Fabio Petruzzi

Personal information
- Date of birth: 24 October 1970 (age 54)
- Place of birth: Rome, Italy
- Height: 1.79 m (5 ft 10 in)
- Position(s): Defender

Senior career*
- Years: Team / Apps / (Gls)
- 1989–2000: Roma / 127 / (0)
- 1990–1992: → Casertana (loan) / 50 / (0)
- 1993–1994: → Udinese (loan) / 1 / (0)
- 2000–2004: Brescia / 108 / (4)
- 2004–2005: Bologna / 17 / (2)

International career
- 1995: Italy / 1 / (0)

= Fabio Petruzzi =

Italian footballer

Fabio Petruzzi (/it/; born 24 October 1970) is an Italian retired professional footballer who played as a defender.

==Club career==
After developing in the Roma Youth System, he played for 13 seasons (253 games, 6 goals) in the Serie A, for the A.S. Roma senior (1988–2000), and subsequently Udinese Calcio (1993–94), Brescia Calcio (2000–2004), and Bologna F.C. 1909 (2004–05).

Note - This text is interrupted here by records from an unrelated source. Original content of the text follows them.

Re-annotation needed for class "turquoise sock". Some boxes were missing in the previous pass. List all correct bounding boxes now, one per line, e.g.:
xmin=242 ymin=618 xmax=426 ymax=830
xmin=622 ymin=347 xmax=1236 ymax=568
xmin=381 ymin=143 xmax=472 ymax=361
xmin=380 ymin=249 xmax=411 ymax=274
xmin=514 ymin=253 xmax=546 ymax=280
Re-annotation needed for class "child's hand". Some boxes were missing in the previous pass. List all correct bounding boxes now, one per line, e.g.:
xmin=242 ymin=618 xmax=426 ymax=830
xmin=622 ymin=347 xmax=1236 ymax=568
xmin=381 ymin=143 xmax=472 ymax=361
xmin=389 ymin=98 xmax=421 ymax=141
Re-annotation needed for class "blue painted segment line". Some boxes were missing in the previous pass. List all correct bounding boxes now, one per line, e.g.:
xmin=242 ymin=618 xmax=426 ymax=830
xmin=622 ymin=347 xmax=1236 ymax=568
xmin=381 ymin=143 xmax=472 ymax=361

He began his professional career with Roma in 1988, later moving on a two-season loan to Serie C side Casertana, to gain experience, in 1990 helping the team to gain Serie B promotion in 1992. He returned to Rome in 1992, the following season, but struggled to gain playing time, and was sent on loan to Udinese the next season, in 1993. He moved back to Roma in 1994, where he played as a starter under managers Carlo Mazzone, Zdeněk Zeman, and Fabio Capello. He later moved to Brescia in 2000, where he joined his former Roma manager Mazzone, spending four seasons with the club alongside Roberto Baggio, and later, his former Roma teammate Luigi Di Biagio. He followed Mazzone to Bologna in 2004, although he was unable to help the club avoid Serie B relegation; he retired at the end of the season.

==International career==
Petruzzi played his only game for the Italy national football team on June 21, 1995, in an international friendly match against Germany, in Zurich, under manager Arrigo Sacchi, which Italy lost 2–0. He was called up for two more national team games in 1995 and 1997, but did not make an appearance on either of those occasions.

==Punditry and youth coaching==
After retiring, Petruzzi was a pundit for Rete Sport in Rome, then a youth coach.